GC overhead reached peaks of about 2.6 %, JVM memory after GC was around 40-50%, and pod memory reached over 90% utilization.

Image

However, there still weren't any "G1 Evacuation Pause" to-space exhausted or to-space overflow messages in the logs which would indicate that the GC is running out of memory (as mentioned in G1 GC tuning guide).

@tkyjovsk
Copy link
Contributor

tkyjovsk commented Nov 4, 2024

I haven't found any straightforward way to trigger an OOME. I need to read up a bit on how G1 can handle these situations.

@sschu
Copy link

sschu commented Nov 5, 2024

This is pretty much what we also saw. @ahus1 mentioned a setting where you could tell the GC to cause an OOME if it not able to free enough memory or takes too much time (-XX:GCTimeLimit and XX:GCHeapFreeLimit) but it seems they are for ParallelGC only.

@ahus1
Copy link
Contributor Author

ahus1 commented Nov 6, 2024

@tkyjovsk - the "connection refused" might be the message after the Pod restart, when the monitoring port is not yet available. Did you also see a "request timeout" or similar, indicating a slow response which would be caused by a high GC overhead? Please also confirm that there was no OOM kill from Kubernetes.

To decide on the next steps, it would be good to collect all information about the behavior we see in this issue. If the behavior is good enough (Pods eventually restart and the service becomes available again), there might be no action items. If we think it is not good enough (recovery takes too long, all Pods restart, etc.), then we can discuss what next steps we want to take.
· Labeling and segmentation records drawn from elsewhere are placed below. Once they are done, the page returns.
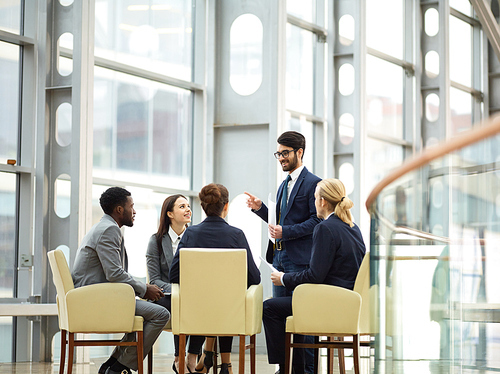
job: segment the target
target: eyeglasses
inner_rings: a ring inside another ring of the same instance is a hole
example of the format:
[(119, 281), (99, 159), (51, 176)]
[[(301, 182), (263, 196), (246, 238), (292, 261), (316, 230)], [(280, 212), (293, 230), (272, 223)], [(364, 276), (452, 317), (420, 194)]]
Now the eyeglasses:
[(276, 157), (276, 160), (279, 160), (280, 157), (283, 157), (283, 158), (288, 158), (288, 156), (290, 156), (290, 152), (297, 152), (298, 149), (292, 149), (291, 151), (285, 149), (283, 152), (274, 152), (274, 157)]

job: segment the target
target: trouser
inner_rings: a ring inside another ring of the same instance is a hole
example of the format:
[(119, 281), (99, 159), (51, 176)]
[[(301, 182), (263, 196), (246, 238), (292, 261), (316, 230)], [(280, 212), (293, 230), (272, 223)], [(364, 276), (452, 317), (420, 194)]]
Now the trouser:
[[(146, 356), (170, 319), (170, 312), (160, 305), (144, 300), (136, 300), (135, 315), (144, 318), (143, 344), (144, 356)], [(122, 341), (133, 341), (134, 339), (135, 333), (128, 333), (123, 336)], [(132, 370), (137, 370), (137, 349), (135, 347), (115, 347), (112, 356), (120, 364)]]
[[(155, 303), (167, 308), (169, 312), (172, 311), (172, 299), (170, 295), (165, 295), (160, 300), (155, 301)], [(188, 341), (188, 353), (198, 355), (201, 352), (205, 337), (197, 335), (186, 336), (186, 341)], [(174, 350), (174, 356), (179, 357), (179, 335), (174, 335)]]
[[(285, 244), (286, 246), (286, 244)], [(274, 251), (273, 257), (273, 266), (278, 271), (282, 271), (283, 273), (296, 273), (301, 272), (309, 268), (309, 265), (297, 265), (288, 257), (286, 248), (281, 251)], [(292, 292), (288, 291), (283, 286), (274, 286), (273, 285), (273, 297), (283, 297), (283, 296), (291, 296)], [(290, 311), (290, 315), (291, 315)], [(314, 343), (314, 336), (305, 336), (305, 343)], [(305, 348), (300, 349), (301, 352), (304, 352), (305, 355), (305, 372), (313, 373), (314, 372), (314, 349), (313, 348)]]
[[(270, 364), (285, 365), (286, 318), (292, 315), (292, 297), (275, 297), (264, 301), (262, 321), (266, 333), (267, 358)], [(304, 335), (294, 335), (295, 343), (303, 343)], [(293, 370), (304, 373), (304, 349), (293, 350)]]

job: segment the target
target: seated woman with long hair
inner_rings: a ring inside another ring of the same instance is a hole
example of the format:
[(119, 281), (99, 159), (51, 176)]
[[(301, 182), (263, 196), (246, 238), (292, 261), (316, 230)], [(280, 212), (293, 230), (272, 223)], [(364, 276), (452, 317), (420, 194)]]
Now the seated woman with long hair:
[[(247, 251), (247, 286), (260, 283), (260, 272), (253, 260), (245, 234), (230, 226), (226, 218), (229, 206), (229, 193), (221, 184), (211, 183), (199, 193), (201, 207), (207, 218), (198, 225), (189, 227), (179, 243), (178, 249), (185, 248), (245, 248)], [(179, 283), (179, 251), (174, 256), (170, 268), (170, 282)], [(207, 338), (205, 350), (197, 371), (207, 372), (213, 366), (214, 338)], [(232, 336), (219, 337), (222, 366), (219, 374), (232, 374), (231, 346)]]
[[(149, 239), (146, 251), (149, 283), (160, 287), (165, 296), (155, 303), (171, 311), (169, 271), (174, 253), (184, 235), (188, 223), (191, 222), (191, 207), (186, 197), (180, 194), (169, 196), (163, 202), (158, 231)], [(192, 373), (196, 359), (201, 351), (203, 336), (190, 336), (185, 372)], [(178, 372), (179, 365), (179, 336), (174, 336), (175, 353), (172, 369)]]

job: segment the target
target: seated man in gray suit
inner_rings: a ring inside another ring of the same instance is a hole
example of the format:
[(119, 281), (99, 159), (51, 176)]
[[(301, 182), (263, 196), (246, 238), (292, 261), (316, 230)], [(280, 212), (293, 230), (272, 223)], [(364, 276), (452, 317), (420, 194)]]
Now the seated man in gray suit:
[[(162, 290), (144, 284), (127, 273), (127, 251), (120, 227), (134, 224), (134, 200), (130, 192), (120, 187), (104, 191), (99, 199), (104, 216), (85, 235), (76, 254), (72, 278), (75, 287), (94, 283), (119, 282), (130, 284), (135, 294), (146, 300), (159, 300)], [(144, 355), (170, 319), (170, 313), (161, 305), (136, 300), (135, 315), (144, 318)], [(126, 334), (123, 340), (133, 339)], [(137, 350), (134, 347), (116, 347), (111, 357), (99, 368), (99, 374), (130, 374), (137, 370)]]

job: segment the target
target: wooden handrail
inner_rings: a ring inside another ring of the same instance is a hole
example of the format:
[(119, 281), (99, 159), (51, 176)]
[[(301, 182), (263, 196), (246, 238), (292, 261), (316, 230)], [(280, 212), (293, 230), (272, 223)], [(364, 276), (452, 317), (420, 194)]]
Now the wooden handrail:
[(370, 211), (370, 207), (373, 205), (380, 192), (382, 192), (384, 188), (386, 188), (396, 179), (411, 171), (417, 170), (424, 165), (427, 165), (437, 158), (443, 157), (471, 144), (492, 137), (499, 132), (500, 116), (490, 117), (489, 119), (483, 121), (481, 125), (474, 127), (470, 131), (465, 131), (460, 135), (457, 135), (456, 137), (442, 144), (439, 144), (438, 146), (426, 148), (420, 155), (405, 162), (375, 186), (375, 188), (372, 190), (372, 192), (370, 192), (370, 195), (368, 195), (368, 198), (366, 199), (366, 209)]

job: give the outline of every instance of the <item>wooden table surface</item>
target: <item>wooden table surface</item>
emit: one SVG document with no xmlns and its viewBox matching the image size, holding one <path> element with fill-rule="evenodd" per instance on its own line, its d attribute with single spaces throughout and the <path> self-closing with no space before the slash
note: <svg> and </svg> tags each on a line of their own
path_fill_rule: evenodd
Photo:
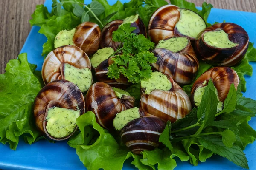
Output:
<svg viewBox="0 0 256 170">
<path fill-rule="evenodd" d="M 204 0 L 188 0 L 200 6 Z M 215 8 L 256 12 L 256 0 L 206 0 Z M 17 58 L 30 31 L 29 20 L 44 0 L 0 0 L 0 74 Z"/>
</svg>

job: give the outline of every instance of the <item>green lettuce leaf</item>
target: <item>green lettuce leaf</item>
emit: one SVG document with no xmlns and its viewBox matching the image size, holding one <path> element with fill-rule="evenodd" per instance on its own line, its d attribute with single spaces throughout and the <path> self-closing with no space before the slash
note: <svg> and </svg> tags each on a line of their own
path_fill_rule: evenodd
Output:
<svg viewBox="0 0 256 170">
<path fill-rule="evenodd" d="M 10 60 L 6 73 L 0 74 L 0 142 L 9 143 L 15 150 L 21 135 L 29 144 L 41 136 L 33 110 L 34 100 L 41 87 L 33 73 L 36 67 L 29 63 L 23 53 Z"/>
<path fill-rule="evenodd" d="M 136 167 L 148 169 L 140 161 L 141 156 L 134 155 L 126 147 L 119 144 L 107 130 L 97 123 L 93 112 L 80 116 L 76 123 L 81 132 L 68 143 L 76 148 L 81 161 L 88 170 L 121 170 L 125 160 L 131 157 L 134 159 L 131 164 Z M 91 128 L 94 130 L 91 130 Z"/>
</svg>

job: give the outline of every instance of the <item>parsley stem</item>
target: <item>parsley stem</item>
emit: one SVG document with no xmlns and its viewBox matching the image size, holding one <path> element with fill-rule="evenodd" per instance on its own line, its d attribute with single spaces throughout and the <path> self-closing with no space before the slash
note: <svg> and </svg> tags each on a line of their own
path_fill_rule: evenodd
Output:
<svg viewBox="0 0 256 170">
<path fill-rule="evenodd" d="M 118 47 L 118 48 L 117 48 L 117 50 L 116 51 L 115 51 L 115 52 L 114 52 L 113 53 L 112 53 L 112 54 L 111 54 L 111 55 L 109 56 L 109 57 L 108 57 L 108 58 L 110 58 L 110 57 L 112 57 L 114 55 L 115 55 L 115 54 L 116 53 L 117 53 L 117 52 L 120 51 L 121 51 L 123 48 L 124 48 L 123 47 L 119 48 L 120 46 L 121 46 L 121 45 L 120 45 L 120 46 L 119 46 L 119 47 Z"/>
<path fill-rule="evenodd" d="M 175 133 L 180 132 L 181 131 L 183 131 L 183 130 L 186 130 L 189 129 L 191 129 L 192 128 L 195 127 L 196 126 L 200 126 L 200 124 L 198 122 L 197 122 L 197 123 L 196 123 L 195 124 L 189 126 L 188 126 L 187 127 L 186 127 L 186 128 L 181 128 L 181 129 L 180 129 L 172 131 L 171 131 L 171 133 Z"/>
</svg>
Can you sum up this information for one of our next team meeting? Today might be a bit short-notice - does Monday sound feasible?

@tkyjovsk
Copy link
Contributor

tkyjovsk commented Nov 6, 2024

@ahus1 Looks like there actually have been OOM kills from Kubernetes. I can see these for all KC pods:

status:
  ...
  containerStatuses:
  - containerID: cri-o://37aefee3497283caafe46d2e145bfc284d1ad0992f49a4d9506fc7a685365ae0
    image: quay.io/keycloak/keycloak:26.0.5
    imageID: quay.io/keycloak/keycloak@sha256:089b5898cb0ba151224c83aef3806538582880029eb5ea71c2afd00b627d4907
    lastState:
      terminated:
        containerID: cri-o://ff70d7b7174a6b676df209d46e790c8d1246a64fd1b6c5b6f0c9378e3567eed8
        exitCode: 137
        finishedAt: "2024-11-05T17:13:01Z"
        reason: OOMKilled
        startedAt: "2024-11-05T16:47:04Z"
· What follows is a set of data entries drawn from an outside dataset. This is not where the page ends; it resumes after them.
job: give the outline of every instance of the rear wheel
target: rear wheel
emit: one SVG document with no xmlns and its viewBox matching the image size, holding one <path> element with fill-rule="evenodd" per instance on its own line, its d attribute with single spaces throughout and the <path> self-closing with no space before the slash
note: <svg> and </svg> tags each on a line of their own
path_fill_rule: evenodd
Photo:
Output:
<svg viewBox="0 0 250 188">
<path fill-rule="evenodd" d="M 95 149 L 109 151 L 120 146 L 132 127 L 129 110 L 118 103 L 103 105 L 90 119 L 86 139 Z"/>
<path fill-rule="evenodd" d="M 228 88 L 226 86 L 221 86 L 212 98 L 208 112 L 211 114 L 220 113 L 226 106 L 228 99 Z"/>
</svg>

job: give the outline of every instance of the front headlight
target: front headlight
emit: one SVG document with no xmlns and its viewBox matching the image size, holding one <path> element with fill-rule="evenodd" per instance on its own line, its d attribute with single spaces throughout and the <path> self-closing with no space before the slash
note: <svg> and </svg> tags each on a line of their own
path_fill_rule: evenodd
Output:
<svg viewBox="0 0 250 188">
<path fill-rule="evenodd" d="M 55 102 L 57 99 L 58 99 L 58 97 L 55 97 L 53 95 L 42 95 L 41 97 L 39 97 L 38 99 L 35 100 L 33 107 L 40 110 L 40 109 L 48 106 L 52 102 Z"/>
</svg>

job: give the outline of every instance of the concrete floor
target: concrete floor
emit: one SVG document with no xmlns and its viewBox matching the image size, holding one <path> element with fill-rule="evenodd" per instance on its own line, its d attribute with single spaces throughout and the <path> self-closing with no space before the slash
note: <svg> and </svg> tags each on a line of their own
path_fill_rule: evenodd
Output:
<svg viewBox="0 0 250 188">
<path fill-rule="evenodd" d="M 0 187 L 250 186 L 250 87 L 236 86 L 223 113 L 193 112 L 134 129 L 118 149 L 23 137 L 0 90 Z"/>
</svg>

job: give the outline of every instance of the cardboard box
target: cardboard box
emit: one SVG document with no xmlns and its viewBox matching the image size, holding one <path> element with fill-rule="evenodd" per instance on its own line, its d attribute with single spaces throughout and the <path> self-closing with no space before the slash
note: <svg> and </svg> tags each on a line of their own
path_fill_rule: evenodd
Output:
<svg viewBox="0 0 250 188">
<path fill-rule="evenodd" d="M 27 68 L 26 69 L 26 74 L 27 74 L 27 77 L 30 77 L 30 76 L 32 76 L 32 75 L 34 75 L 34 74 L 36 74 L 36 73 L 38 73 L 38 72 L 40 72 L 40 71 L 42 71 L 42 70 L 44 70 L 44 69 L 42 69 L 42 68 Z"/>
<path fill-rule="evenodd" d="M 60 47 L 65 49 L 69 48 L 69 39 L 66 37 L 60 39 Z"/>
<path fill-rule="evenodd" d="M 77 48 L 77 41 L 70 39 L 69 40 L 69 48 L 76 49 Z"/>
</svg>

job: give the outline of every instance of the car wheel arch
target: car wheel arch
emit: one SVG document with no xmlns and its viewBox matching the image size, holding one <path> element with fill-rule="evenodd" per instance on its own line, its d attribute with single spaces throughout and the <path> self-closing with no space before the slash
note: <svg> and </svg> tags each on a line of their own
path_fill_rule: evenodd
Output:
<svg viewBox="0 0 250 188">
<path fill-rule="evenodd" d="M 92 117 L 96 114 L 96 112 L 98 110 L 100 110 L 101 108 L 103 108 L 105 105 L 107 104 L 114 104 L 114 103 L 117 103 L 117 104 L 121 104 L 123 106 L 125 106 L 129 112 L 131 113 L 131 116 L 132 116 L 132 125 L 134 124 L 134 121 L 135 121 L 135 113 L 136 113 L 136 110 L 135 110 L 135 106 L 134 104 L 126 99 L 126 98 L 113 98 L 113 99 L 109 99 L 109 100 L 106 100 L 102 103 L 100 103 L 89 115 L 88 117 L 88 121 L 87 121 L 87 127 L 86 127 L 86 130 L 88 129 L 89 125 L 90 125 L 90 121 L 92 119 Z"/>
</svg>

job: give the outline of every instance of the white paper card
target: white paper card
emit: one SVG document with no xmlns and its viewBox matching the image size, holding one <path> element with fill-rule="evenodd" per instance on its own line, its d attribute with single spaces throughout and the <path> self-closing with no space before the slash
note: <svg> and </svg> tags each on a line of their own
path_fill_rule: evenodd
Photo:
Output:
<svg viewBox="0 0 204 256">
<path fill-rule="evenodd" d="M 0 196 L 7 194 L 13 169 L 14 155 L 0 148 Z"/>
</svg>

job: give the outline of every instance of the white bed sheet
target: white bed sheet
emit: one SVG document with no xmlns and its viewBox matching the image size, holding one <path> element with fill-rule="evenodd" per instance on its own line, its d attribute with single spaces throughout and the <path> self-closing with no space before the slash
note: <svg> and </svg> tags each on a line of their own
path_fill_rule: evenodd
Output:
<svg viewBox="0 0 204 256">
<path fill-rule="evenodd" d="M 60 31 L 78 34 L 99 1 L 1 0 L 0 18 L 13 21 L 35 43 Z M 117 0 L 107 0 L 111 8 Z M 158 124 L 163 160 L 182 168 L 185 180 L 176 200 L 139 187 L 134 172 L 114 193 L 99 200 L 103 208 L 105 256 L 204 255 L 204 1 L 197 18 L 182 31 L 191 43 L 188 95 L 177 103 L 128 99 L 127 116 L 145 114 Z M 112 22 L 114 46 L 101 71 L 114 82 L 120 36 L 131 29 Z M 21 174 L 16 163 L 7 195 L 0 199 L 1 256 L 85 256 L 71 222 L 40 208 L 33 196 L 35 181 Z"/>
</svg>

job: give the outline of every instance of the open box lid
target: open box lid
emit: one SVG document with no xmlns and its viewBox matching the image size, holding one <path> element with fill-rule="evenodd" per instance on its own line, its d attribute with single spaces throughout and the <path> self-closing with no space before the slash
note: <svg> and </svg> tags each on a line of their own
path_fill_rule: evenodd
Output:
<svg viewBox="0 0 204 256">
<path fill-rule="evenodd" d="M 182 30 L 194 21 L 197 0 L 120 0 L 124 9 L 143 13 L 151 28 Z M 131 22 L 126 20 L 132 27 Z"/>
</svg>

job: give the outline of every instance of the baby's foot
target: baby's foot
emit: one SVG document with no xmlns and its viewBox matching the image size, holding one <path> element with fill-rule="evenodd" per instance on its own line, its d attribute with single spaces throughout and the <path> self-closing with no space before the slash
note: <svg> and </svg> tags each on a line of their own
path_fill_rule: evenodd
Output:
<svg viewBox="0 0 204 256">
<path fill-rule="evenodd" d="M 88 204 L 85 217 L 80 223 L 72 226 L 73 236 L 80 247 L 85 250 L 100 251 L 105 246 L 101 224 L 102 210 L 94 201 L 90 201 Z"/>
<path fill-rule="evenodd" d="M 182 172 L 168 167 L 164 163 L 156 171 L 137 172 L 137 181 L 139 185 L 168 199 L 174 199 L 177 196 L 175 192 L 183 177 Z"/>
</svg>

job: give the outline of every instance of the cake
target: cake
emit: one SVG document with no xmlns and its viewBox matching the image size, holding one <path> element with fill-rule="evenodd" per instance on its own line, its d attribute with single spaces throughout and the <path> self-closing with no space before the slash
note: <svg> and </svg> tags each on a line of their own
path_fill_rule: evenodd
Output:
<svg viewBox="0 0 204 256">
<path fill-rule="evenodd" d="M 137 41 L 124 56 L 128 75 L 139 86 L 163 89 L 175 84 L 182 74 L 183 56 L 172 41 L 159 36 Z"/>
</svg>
This would mean that the JVM is not keeping within the OS/container memory limit, and the probe failures are only a secondary symptom.

@pruivo
Copy link
Contributor

pruivo commented Nov 6, 2024

@tkyjovsk are you setting the memory request/limit in the Keycloak CR?

@sschu
Copy link

sschu commented Nov 6, 2024

@tkyjovsk How much non-heap non-metaspace memory do you give to the JVM i.e. how big is the difference between pod memory limit and java heap+metaspace max?

@ahus1
Copy link
Contributor Author

ahus1 commented Nov 7, 2024

@tkyjovsk - when running in a container, we set

-XX:MaxRAMPercentage=70 -XX:MinRAMPercentage=70 -XX:InitialRAMPercentage=50

which will allocate a percentage of the container's RAM to the heap, see this code for the details.

The "RAM Percentage" sizes the heap memory of the JVM as a percentage, but the JVM will continue to use additional pieces of memory for the Java byte code, threads and other non-heap memory elements.

The more memory you allocate to your Pod, the more memory the JVM will have as a left-over 30% from the setting above. I remember we tested this but it might have either changed over time, or we didn't push the test to its limits.

I suggest you set the memory request/limit to a higher value, and then configure -XmsXXm -XmxXXm explicitly, and then re-run the test. I'm curious how much non-heap memory Keycloak is then using in your test.

@pruivo
Copy link
Contributor

pruivo commented Nov 7, 2024

@tkyjovsk are you setting the memory request/limit in the Keycloak CR?

My theory when I wrote this comment is that the pod has unlimited memory. The JVM will compute a high max heap size, which leads to Kubernetes killing the pod when the worker node has run out of memory.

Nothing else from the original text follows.